一泊二日二百円です(お題:団地妻の部屋)
「なんだ、この部屋は」
紳士服量販店の安い吊しのスーツを着た男は一目見るなり吐き捨てた。
彼は空き巣である。
ここは某業界最大手の会社の家族が住まう団地。そこに住み家を守る主婦達は、この時間になるとこぞって井戸端会議にいそしむ。時間にして1時間ほど。部屋に忍び込んで仕事をするには充分の時間だ。
空き巣はここぞという部屋を狙って入ったつもりだった。
夫婦二人きりであること、夫の身なりが整っていること。子どもの行動は予測がつかないし、家計に養育費がかかるから避ける。夫がそれなりにイイ服を着ているのならば、収入の高さも見込めるから狙い目だ。
団地に住む家庭間には同じ勤め先でありながら、確固たる収入格差がある。
そういう意味において「おいしい部屋」であるはずが、入って驚いた。既に同業者がお仕事済かと思ったくらいだ。
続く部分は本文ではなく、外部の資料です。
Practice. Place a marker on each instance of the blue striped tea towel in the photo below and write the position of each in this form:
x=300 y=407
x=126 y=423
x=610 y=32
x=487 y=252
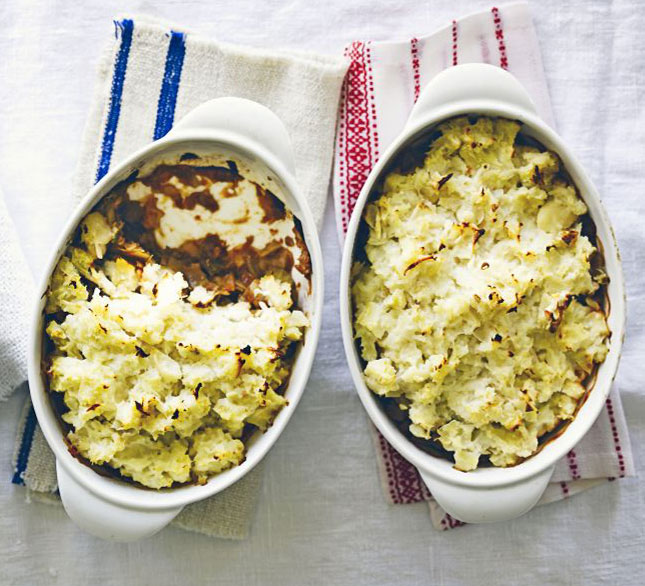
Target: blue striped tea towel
x=151 y=76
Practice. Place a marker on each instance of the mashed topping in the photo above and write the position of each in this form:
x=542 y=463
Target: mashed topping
x=477 y=301
x=170 y=351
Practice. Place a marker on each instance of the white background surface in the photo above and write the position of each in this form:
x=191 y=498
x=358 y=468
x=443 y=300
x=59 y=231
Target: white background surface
x=322 y=518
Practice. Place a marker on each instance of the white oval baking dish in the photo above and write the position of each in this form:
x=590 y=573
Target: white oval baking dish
x=232 y=128
x=488 y=494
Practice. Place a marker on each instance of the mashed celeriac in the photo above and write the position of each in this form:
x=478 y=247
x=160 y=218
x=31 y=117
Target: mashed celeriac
x=170 y=346
x=476 y=302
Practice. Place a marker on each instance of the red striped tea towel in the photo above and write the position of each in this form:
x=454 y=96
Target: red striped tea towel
x=382 y=84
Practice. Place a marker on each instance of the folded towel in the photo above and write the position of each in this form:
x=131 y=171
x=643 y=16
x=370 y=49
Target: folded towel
x=15 y=293
x=382 y=85
x=150 y=76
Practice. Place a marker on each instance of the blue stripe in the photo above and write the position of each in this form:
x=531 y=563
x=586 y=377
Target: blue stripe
x=25 y=447
x=124 y=28
x=170 y=85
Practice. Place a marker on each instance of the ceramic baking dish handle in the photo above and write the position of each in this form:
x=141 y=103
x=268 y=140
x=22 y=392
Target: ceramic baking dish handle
x=488 y=505
x=471 y=81
x=107 y=520
x=247 y=119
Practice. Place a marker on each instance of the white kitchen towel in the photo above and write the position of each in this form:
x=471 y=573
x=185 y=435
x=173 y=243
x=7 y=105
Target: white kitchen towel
x=16 y=286
x=382 y=85
x=150 y=76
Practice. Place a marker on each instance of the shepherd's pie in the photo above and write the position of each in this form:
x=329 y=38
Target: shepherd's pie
x=172 y=324
x=477 y=298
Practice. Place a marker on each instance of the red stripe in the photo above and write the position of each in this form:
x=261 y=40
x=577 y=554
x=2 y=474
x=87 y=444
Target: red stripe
x=455 y=59
x=451 y=522
x=573 y=465
x=414 y=50
x=499 y=35
x=404 y=483
x=614 y=433
x=358 y=137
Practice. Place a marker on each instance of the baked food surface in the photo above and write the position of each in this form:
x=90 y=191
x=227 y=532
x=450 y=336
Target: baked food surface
x=172 y=323
x=477 y=293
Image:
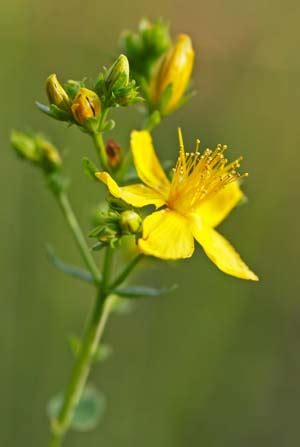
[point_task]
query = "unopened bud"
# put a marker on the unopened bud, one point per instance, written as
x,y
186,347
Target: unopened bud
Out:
x,y
130,221
85,105
37,149
25,146
51,157
173,70
118,74
56,93
114,153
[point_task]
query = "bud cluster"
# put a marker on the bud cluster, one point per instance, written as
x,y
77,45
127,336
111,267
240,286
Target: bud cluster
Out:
x,y
77,104
114,224
162,68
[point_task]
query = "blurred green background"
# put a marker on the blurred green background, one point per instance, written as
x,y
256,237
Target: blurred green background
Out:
x,y
218,363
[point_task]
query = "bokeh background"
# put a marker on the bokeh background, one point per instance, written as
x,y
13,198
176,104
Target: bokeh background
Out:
x,y
218,362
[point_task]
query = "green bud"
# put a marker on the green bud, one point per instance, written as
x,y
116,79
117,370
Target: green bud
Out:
x,y
50,155
37,149
118,75
130,221
56,94
25,146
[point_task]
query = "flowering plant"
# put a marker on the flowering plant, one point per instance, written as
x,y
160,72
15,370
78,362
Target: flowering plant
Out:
x,y
161,213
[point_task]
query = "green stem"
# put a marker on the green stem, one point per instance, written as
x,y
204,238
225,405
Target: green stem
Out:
x,y
127,270
99,142
78,235
84,360
101,150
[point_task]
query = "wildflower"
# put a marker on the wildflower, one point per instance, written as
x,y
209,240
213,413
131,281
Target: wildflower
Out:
x,y
203,190
172,75
56,94
86,105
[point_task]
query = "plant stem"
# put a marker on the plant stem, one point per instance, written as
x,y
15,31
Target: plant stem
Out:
x,y
101,151
127,270
78,235
84,359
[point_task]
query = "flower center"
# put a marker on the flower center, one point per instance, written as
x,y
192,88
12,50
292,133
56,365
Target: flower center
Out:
x,y
198,177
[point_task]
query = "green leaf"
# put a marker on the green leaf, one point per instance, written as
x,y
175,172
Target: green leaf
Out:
x,y
102,353
98,246
153,120
54,112
90,168
88,412
68,269
142,292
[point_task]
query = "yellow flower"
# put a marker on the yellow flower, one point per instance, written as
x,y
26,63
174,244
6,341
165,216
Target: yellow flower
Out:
x,y
203,190
173,70
86,105
56,93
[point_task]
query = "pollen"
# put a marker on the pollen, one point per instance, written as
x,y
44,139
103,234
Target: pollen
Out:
x,y
199,176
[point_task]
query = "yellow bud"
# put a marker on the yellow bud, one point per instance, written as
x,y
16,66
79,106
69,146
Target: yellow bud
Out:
x,y
56,94
174,69
130,221
86,105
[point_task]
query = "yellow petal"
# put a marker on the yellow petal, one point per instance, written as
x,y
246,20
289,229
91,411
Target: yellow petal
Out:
x,y
147,164
166,235
136,195
214,210
221,252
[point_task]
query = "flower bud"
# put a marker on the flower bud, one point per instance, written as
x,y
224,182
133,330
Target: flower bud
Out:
x,y
56,94
173,71
118,74
114,153
51,157
37,149
25,146
85,105
130,221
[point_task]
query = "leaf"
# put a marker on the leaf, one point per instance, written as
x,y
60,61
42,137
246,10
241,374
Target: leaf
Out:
x,y
103,352
142,292
68,269
54,112
88,412
90,168
98,246
153,120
床に散乱している衣服。異臭。生ゴミ捨ててないだろう?
雑然としすぎている。これだけ散らかっているとめぼしい獲物を見つけるにも苦労しそうだ。どこにお宝がしまってあるのかサッパリ見当もつかない。
空き巣は仕事を諦めた。
しれっとした表情で外に出る。井戸端会議は続行中だ。
喋っている暇があったら、部屋の中を何とかしろよ。
叱ってやりたくなる気持ちをグッとこらえて、その横を通り過ぎた。
団地妻の部屋、「昼下がりの情事」が付いていれば、お色気シーンも期待できたであろうに。
帰りにレンタルビデオ屋に寄ろう。